Friday, July 29, 2005

Thursday Stylin': an extra-cynical critique

The Times ran a lengthy article on Thursday about cagefighting between troubled men in the rural Midwest. When I read it online, I assumed that it was part of Thursday Styles. It had all the hallmarks: It was about a bizarre trend (entertaining crowds with brutal fistfights) with a commercial hook (these fights occur at bars and have business sponsors). It had descriptions about health and fashion. ("His ponytail is graying, his tattooed torso beginning to sag.") The article predicts that cage fighting may be the next big thing. (To quote: As he sees it, cage fighting is poised to take off in Sioux Falls. "You know what we got? We got a bunch of bars and a state park," he said. "This is good.") I wondered whether this activity had caught on yet in my hometown.

The article wasn't in the Styles section. The Styles Section is exclusively for extremely rich people with frivolous tastes. Today's Styles section included articles about the popularity of boots and expensive custom-fit jeans. It's typically disgusting.
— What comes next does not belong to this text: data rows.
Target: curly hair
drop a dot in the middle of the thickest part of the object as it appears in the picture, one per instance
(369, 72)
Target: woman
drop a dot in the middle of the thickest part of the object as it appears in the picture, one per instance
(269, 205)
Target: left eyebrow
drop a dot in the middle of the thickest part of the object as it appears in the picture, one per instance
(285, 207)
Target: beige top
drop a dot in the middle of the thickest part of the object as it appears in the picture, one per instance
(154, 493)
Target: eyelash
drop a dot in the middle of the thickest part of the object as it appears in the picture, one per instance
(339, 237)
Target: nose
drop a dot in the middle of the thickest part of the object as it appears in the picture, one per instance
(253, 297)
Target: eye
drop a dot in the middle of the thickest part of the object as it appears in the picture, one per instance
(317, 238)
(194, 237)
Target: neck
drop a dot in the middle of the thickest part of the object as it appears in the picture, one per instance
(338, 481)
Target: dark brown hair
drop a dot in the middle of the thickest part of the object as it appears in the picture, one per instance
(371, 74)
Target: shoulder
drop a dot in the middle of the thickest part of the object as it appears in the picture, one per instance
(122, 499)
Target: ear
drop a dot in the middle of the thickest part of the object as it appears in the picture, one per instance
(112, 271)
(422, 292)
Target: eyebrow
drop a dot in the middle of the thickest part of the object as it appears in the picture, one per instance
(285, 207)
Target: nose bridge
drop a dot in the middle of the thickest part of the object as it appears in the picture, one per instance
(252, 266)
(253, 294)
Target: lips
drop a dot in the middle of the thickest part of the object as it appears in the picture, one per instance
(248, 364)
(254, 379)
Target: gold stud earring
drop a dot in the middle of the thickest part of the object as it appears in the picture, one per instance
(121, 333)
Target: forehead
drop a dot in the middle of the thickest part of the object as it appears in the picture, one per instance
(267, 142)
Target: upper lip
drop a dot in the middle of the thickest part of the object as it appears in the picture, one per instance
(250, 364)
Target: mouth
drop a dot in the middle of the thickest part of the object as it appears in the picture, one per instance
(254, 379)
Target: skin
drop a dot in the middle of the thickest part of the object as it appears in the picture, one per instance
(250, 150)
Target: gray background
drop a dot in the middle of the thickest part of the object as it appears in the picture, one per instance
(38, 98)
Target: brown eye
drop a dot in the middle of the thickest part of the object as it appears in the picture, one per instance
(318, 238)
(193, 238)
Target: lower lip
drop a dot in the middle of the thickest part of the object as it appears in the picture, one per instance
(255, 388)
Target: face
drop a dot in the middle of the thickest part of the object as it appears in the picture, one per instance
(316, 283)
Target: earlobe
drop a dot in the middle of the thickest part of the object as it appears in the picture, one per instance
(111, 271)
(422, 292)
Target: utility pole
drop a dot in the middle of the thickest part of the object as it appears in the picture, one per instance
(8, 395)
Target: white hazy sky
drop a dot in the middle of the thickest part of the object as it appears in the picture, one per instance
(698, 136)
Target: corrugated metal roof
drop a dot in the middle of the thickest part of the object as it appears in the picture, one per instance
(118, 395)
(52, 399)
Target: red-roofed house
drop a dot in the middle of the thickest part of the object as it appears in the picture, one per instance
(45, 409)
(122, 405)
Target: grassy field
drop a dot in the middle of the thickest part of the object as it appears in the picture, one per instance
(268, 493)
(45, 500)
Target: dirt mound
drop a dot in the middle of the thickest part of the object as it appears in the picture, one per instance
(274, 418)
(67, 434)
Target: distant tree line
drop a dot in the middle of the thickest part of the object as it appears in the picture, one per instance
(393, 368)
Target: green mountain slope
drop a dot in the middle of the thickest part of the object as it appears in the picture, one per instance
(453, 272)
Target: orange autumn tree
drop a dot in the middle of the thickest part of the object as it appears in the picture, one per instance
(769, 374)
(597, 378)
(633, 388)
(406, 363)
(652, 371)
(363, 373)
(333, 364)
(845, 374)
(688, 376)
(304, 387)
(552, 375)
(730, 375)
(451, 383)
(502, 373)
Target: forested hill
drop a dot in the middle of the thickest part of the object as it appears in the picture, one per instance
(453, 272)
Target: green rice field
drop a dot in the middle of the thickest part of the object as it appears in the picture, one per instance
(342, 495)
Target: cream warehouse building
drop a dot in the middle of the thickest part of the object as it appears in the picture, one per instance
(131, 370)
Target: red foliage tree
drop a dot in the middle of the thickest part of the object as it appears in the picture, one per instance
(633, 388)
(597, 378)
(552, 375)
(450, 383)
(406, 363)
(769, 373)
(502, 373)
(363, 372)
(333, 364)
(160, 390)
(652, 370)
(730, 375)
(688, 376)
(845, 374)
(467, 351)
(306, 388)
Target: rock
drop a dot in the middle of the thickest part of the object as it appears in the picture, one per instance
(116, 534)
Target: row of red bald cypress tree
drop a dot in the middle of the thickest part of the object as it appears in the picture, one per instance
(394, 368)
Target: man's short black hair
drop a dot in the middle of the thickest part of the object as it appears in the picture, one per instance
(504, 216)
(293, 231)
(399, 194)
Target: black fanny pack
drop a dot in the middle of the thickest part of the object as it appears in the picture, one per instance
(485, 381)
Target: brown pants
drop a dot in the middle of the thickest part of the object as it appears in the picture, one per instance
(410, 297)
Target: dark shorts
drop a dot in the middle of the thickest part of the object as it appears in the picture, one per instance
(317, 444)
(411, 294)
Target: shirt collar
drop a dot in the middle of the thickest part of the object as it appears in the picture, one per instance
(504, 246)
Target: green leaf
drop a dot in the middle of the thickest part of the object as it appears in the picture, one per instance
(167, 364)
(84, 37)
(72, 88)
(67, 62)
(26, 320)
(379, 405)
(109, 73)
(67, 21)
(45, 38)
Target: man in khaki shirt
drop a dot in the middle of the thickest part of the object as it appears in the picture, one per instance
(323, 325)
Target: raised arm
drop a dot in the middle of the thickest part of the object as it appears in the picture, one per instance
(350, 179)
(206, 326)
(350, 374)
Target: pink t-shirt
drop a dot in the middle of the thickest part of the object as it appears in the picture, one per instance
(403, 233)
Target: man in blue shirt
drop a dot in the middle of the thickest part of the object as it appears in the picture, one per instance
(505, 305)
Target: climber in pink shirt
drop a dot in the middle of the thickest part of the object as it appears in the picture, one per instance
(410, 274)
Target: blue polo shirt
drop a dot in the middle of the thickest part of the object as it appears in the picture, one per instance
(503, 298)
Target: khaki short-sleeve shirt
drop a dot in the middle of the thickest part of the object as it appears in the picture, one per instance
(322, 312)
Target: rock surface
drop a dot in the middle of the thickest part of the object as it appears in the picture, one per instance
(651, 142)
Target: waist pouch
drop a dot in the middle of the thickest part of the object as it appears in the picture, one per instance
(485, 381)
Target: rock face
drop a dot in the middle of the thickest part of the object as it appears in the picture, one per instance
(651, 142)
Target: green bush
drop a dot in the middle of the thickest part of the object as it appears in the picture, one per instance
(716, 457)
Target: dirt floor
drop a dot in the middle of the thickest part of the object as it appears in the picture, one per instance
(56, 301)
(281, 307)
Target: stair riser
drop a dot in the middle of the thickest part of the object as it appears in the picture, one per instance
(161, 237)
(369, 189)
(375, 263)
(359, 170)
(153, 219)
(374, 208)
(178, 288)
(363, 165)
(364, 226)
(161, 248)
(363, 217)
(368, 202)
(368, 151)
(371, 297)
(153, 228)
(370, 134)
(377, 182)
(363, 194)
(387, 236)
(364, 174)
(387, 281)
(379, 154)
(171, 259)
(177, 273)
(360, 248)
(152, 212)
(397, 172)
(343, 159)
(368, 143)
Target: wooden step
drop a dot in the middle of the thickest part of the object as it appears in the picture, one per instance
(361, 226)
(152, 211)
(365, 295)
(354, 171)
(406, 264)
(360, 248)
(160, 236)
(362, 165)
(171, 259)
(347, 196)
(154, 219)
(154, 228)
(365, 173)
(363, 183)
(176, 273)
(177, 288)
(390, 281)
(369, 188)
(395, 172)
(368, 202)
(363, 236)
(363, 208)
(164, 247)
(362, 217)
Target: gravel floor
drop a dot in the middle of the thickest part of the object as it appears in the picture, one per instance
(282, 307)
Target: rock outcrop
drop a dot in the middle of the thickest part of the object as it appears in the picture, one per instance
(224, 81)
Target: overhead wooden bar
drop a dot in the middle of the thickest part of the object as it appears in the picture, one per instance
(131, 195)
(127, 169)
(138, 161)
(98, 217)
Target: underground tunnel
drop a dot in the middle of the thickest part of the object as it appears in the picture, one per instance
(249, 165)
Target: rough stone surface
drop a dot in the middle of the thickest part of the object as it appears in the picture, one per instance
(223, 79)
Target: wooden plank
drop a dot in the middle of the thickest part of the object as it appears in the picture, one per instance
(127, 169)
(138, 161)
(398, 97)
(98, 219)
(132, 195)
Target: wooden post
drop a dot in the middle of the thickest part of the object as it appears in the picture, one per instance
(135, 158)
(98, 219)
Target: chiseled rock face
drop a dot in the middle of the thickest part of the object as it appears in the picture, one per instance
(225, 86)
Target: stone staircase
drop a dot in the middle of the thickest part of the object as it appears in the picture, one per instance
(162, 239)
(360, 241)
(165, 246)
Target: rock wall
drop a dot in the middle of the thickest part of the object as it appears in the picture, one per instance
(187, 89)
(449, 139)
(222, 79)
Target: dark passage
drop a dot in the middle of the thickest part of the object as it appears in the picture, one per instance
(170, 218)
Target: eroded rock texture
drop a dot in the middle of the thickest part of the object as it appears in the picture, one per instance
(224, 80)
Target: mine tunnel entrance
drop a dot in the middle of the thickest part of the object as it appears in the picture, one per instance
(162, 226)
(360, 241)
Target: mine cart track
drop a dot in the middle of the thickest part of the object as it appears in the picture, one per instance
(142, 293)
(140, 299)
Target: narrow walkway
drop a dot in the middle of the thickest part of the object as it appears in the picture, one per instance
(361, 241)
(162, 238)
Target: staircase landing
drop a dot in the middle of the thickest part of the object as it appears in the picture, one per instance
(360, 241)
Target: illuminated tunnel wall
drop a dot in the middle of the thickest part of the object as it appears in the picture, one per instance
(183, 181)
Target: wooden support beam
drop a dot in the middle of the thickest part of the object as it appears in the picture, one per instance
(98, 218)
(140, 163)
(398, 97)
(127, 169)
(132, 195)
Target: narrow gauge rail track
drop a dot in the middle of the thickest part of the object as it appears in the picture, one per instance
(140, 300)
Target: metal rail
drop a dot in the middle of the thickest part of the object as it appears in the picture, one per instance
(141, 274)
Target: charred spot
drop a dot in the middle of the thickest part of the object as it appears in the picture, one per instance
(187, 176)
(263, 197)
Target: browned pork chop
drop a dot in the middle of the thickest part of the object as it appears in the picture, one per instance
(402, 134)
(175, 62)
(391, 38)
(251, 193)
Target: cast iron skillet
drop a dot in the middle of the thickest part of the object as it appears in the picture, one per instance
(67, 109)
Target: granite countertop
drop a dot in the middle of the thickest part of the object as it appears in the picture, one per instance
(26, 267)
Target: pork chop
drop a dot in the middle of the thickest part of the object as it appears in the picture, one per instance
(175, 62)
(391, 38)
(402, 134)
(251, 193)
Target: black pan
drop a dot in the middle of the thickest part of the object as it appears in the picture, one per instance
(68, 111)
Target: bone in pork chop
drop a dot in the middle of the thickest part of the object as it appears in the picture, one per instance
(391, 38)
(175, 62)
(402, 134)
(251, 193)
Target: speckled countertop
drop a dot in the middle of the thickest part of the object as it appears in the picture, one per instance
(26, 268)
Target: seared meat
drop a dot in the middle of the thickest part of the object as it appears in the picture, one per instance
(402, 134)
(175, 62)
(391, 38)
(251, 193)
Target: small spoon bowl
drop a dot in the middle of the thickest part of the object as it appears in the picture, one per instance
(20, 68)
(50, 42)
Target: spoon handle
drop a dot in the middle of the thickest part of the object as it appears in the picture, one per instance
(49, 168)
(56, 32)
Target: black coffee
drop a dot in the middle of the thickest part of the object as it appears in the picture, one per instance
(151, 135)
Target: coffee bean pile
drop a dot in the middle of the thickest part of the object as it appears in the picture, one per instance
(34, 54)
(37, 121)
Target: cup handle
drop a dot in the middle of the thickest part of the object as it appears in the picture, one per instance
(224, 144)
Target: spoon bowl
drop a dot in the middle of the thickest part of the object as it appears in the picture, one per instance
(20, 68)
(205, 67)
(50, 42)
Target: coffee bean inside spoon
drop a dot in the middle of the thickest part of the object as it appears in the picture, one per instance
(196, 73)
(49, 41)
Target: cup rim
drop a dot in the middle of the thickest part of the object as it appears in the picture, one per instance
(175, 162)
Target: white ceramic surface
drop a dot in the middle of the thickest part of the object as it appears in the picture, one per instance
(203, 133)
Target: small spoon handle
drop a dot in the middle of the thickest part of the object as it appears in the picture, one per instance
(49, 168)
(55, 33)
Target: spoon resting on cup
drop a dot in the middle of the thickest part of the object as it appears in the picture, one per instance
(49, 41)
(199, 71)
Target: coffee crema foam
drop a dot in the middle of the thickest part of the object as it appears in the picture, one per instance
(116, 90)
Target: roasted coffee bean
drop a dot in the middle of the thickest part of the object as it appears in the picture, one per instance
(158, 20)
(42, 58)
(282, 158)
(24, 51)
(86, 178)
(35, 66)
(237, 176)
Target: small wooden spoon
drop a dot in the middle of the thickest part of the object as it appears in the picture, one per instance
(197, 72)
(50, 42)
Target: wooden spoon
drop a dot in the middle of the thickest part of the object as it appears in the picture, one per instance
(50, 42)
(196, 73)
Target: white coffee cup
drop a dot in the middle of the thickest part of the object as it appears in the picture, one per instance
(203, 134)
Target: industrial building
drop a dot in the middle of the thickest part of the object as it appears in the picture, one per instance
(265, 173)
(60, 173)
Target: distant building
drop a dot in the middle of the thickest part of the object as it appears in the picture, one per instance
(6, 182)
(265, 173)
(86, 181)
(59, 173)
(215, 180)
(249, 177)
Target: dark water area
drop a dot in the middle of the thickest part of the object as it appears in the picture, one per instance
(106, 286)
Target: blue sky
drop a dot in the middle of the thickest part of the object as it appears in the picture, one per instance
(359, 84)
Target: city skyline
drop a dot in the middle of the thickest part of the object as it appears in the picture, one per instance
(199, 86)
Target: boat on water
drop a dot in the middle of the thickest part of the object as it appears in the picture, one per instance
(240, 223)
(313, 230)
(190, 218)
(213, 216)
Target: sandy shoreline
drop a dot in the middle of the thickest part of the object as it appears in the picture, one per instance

This post isn't arguing that there's any merit when a story is placed in the Styles section, or that cage fighting should be considered trendy. But it's one of those small editorial moments that shows the Times's skewed view of the world. In the news section, there's an article about the popularity of drunken violence in Sioux Falls, South Dakota; these people would brutalize the denizens of the meditation-promoting skin therapists in the latest inane Styles section article. I'm sure they're wearing boots and jeans in South Dakota, too, but not the kind that Alex Kuzynski endorses. If there's anything proved by comparing the Styles section to the article about cage fighting, it's that one man's crazed, redneck brutality is another man's idea of a hip, trendy night on the town.

The cage fighting article did not make me sentimental for the Midwest. But compared to that article, this week's Thursday Styles brought to mind the party at the start of The Masque of the Red Death.